Masalah rangkap jabatan terjadi akibat rendahnya komitmen pemerintah untuk menghindari konflik kepentingan dalam jabatan publik.
Ada beragam nama menteri yang juga merupakan pimpinan partai politik di kabinet Presiden Joko Widodo. Sebut saja nama Prabowo Subianto (Ketua Umum Partai Gerindra), Zulkifli Hasan (Ketua Umum Partai PAN), dan Bahlil Lahadalia (Ketua Umum Partai Golkar). Fenomena rangkap jabatan dalam praktiknya memang bukan hal baru.
Pakar Hukum Tata Negara (HTN), Feri Amsari, mengatakan menteri yang merangkap jabatan sebagai pimpinan parpol dinilai berisiko mengalami benturan kepentingan. Menurutnya, jabatan yang dibiayai negara harus profesional. Tidak boleh ada intervensi kepentingan dari pihak luar dalam jabatan menteri.
“Ini bukan sistem parlementer, tidak perlu ketua umum partai masuk kabinet. Karena ini sistem presidensial yang memisahkan majelis rendah dan majelis rendah. Tidak perlu ketua umum partai merangkap jabatan sebagai menteri,” kata Feri, Rabu (11/9/2024).
Baca juga:
Lalu bagaimana undang-undang mengatur larangan menteri merangkap jabatan sebagai pimpinan partai politik?

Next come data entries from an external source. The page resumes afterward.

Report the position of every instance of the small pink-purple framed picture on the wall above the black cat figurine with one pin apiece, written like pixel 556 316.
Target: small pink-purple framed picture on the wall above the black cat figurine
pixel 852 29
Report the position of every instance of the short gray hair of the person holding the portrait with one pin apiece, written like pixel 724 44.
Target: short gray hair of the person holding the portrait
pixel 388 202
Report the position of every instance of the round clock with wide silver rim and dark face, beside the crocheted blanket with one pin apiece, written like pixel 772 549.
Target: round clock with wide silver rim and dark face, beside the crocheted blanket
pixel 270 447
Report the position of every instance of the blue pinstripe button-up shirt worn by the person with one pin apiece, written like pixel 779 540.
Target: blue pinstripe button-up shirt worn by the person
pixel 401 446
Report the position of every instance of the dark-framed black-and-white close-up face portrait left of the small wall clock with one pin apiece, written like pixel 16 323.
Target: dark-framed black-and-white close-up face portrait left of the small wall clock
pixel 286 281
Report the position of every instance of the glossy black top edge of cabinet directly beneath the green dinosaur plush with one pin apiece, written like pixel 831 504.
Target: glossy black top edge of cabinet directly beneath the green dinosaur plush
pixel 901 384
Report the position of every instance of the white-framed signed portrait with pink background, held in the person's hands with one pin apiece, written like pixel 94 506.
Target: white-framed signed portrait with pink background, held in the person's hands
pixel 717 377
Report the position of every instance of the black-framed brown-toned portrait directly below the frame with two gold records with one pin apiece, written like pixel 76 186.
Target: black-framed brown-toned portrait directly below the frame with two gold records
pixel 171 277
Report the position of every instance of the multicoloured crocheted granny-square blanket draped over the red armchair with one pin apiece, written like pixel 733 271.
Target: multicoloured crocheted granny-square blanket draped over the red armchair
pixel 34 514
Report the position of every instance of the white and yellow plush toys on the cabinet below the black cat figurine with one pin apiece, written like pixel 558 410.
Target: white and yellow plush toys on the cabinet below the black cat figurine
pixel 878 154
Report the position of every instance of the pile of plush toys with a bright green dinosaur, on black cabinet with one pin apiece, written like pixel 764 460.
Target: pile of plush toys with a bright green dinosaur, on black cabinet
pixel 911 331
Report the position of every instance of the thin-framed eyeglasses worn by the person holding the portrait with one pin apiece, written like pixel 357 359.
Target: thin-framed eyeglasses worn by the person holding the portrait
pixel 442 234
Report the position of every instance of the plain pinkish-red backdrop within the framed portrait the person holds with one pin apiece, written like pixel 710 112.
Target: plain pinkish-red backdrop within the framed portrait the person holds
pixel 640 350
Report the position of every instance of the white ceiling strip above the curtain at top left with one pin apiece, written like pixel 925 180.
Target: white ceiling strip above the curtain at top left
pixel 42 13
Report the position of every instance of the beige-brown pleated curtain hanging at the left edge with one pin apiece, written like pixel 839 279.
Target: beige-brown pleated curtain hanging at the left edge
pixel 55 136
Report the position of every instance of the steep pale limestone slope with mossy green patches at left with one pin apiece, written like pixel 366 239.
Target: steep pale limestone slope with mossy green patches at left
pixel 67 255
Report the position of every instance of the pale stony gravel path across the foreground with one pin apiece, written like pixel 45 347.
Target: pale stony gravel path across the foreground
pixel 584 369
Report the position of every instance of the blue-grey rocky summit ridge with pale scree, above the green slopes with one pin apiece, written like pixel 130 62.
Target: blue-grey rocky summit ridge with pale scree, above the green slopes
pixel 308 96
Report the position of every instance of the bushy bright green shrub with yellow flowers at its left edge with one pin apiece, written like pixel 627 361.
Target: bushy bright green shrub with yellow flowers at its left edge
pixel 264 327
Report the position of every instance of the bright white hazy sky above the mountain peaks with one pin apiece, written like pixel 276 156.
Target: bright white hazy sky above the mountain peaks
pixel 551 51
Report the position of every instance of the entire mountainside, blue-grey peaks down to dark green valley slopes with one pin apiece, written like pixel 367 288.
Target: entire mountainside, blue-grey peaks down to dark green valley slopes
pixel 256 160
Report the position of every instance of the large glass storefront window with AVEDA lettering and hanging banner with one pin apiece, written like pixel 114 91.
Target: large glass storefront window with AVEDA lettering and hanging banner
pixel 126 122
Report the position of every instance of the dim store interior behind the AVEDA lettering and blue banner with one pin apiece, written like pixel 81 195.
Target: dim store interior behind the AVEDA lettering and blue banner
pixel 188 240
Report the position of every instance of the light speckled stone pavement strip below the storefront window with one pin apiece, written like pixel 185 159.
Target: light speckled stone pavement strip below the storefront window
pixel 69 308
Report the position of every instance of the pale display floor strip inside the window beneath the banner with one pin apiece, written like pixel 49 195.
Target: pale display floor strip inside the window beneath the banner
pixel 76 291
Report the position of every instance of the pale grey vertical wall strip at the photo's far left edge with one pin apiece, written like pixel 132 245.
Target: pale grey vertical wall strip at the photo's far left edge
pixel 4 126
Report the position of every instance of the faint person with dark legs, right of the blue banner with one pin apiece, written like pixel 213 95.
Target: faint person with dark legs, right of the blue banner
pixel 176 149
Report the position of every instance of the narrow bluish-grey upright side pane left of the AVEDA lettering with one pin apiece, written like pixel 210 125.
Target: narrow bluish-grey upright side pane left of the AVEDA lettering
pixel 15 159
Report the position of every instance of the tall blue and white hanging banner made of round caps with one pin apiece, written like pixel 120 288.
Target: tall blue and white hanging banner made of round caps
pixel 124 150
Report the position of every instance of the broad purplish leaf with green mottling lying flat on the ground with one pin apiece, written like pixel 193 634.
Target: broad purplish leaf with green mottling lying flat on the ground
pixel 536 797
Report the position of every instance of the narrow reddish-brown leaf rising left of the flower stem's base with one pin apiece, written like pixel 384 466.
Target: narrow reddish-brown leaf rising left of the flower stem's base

Di dalam Undang-Undang Nomor 28 Tahun 1999 tentang Penyelenggara Negara yang Bersih dan Bebas dari Korupsi, Kolusi, dan Nepotisme mengamanatkan menteri sebagai pejabat negara untuk menghindari benturan kepentingan dalam melaksanakan tugasnya. Hal ini tercantum dalam Pasal 5.
“Kalau baca UU 28/1999, menteri dilarang merangkap jabatan, karena menteri adalah pelayan masyarakat. Dalam sistem presidensial yang dipopulerkan Presiden Filipina dan dipakai Presiden Amerika saat ada kunjungan ke negara, kewajiban kepada partai harus dihilangkan,” tegas Feri.